Where immovable property held as a Capital asset is transferred, provisions of Sec. 50C come into play. For more on that, refer to my previous article.
Budget 2013 has proposed the introduction of a new Section 43CA which is paralllel to Section 50C. The only difference lies in the fact that 43CA applies to immovable property (being land or building or both) NOT held as Capital asset. 43CA states that where the consideration for the transfer of an asset (other than capital asset), being land or building or both, is less than the stamp duty value, the stamp duty value shall be deemed to be the full value of the consideration for the purposes of computing income under the head “Profits and gains of business of profession”.
This section has been introduced to cover the apparent source of investment of unaccounted money when the market price of the flats or building constructed and sold by builders and developers which are their business activity, and their ‘stock-in-trade’, are lower than the stamp duty value.

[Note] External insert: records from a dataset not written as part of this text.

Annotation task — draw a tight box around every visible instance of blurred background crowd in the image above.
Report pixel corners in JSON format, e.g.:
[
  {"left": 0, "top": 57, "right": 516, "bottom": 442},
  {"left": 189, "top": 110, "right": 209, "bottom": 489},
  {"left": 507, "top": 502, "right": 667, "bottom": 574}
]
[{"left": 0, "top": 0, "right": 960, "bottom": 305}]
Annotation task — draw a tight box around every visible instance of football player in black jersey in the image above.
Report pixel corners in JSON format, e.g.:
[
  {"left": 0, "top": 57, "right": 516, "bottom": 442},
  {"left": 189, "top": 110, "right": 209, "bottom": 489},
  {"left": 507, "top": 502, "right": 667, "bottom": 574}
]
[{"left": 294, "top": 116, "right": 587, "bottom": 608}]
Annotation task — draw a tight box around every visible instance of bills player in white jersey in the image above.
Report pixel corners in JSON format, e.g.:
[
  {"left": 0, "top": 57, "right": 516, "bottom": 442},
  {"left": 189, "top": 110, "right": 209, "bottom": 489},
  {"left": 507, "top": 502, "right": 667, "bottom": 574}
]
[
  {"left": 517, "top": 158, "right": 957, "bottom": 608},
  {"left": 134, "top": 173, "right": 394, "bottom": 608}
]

It is also proposed to provide that where the date of an agreement fixing the value of consideration for the transfer of the asset and the date of registration of the transfer of the asset are not same, the stamp duty value may be taken as on the date of the agreement for transfer and not as on the date of registration for such transfer. However, this exception shall apply only in those cases where amount of consideration or a part thereof for the transfer has been received by any mode other than cash on or before the date of the agreement.
All the provisions, particularly Sec. 50C(2) and Sec. 50C(3) have been made applicable through provisions of Sec. 43CA to transfer of stock in trade as well. The judgments in respect of procedure in applying provisions of Sec. 50C are also applicable under Section 43CA.
These amendments will take effect from 1st April, 2014 and will, accordingly, apply in relation to the assessment year 2014-15 and subsequent assessment years.